Noncollinear electric dipoles in a polar, chiral phase of CsSnBr3 perovskite

Abstract

Polar and chiral crystal symmetries confer a variety of potentially useful functionalities upon solids by coupling otherwise noninteracting mechanical, electronic, optical, and magnetic degrees of freedom. We describe two unstudied phases of the 3D perovskite, CsSnBr3, which emerge below 85 K due to the formation of Sn(II) lone pairs and their interaction with extant octahedral tilts. Phase II (77 K<T<85 K, space group P21/m) exhibits ferroaxial order driven by a noncollinear pattern of lone pair-driven distortions within the plane normal to the unique octahedral tilt axis, preserving the inversion symmetry observed at higher temperatures. Phase I (T<77 K, space group P21) additionally exhibits ferroelectric order due to distortions along the unique tilt axis, breaking both inversion and mirror symmetries.

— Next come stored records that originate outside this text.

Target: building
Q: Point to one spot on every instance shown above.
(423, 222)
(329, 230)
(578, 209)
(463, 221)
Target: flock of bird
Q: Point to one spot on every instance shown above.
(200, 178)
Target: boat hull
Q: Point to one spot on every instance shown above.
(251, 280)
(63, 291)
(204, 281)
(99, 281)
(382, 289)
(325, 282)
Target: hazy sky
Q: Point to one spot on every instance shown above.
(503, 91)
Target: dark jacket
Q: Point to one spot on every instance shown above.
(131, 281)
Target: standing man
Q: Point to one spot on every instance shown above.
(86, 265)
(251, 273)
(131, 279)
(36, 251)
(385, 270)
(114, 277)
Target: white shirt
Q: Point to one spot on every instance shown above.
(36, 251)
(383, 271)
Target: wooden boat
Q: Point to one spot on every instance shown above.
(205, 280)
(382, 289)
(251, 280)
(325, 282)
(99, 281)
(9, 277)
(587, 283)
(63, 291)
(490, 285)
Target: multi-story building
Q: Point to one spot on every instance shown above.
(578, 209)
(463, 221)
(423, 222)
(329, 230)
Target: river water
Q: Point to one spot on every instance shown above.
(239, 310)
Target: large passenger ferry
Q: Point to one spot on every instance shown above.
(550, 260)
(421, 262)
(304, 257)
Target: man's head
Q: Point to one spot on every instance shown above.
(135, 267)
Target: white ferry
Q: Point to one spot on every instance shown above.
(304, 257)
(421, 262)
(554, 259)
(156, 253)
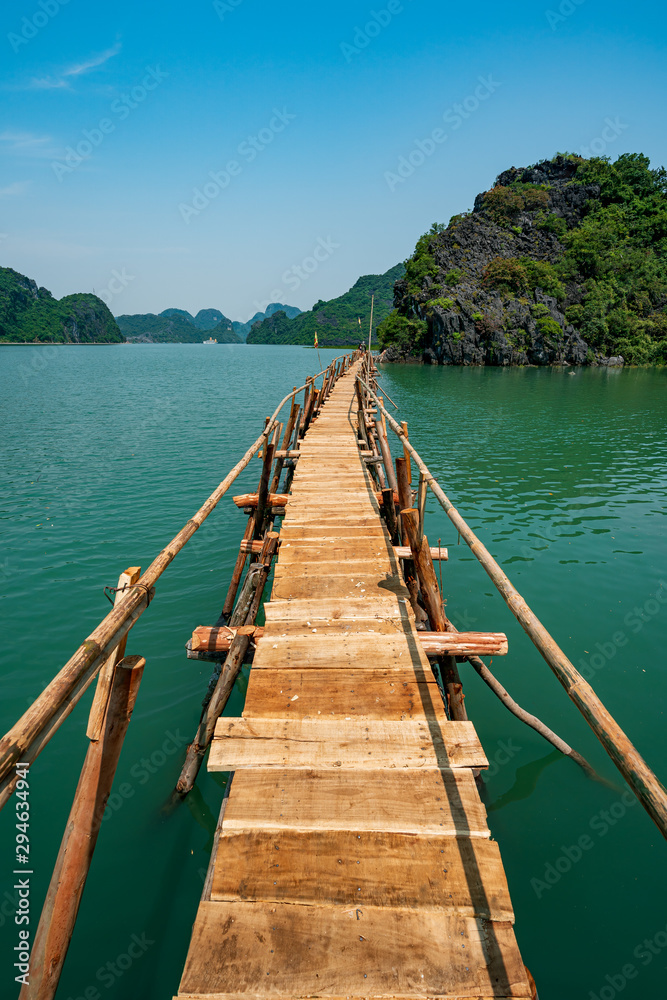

This polar and chiral phase exhibits second harmonic generation from the bulk and a large, intrinsic polarization-electrostriction coefficient along the polar axis (Q22≈1.1 m4 C-2), resulting in acute negative thermal expansion (αV=-9×10-5 K-1) through the onset of spontaneous polarization. The unprecedented structures of phases I and II were predicted by recursively following harmonic phonon instabilities to generate a tree of candidate structures and subsequently corroborated by synchrotron X-ray powder diffraction and polarized Raman and 81Br nuclear quadrupole resonance spectroscopies. Relativistic electronic structure scenarios compatible with reported photoluminescence measurements are discussed. Together, the polar symmetry, small bandgap, large spin-orbit splitting of Sn 5p orbitals, and predicted strain sensitivity of the symmetry-breaking distortions suggest bulk samples and epitaxial films of CsSnBr3 or its neighboring solid solutions as strong candidates for bulk Rashba effects.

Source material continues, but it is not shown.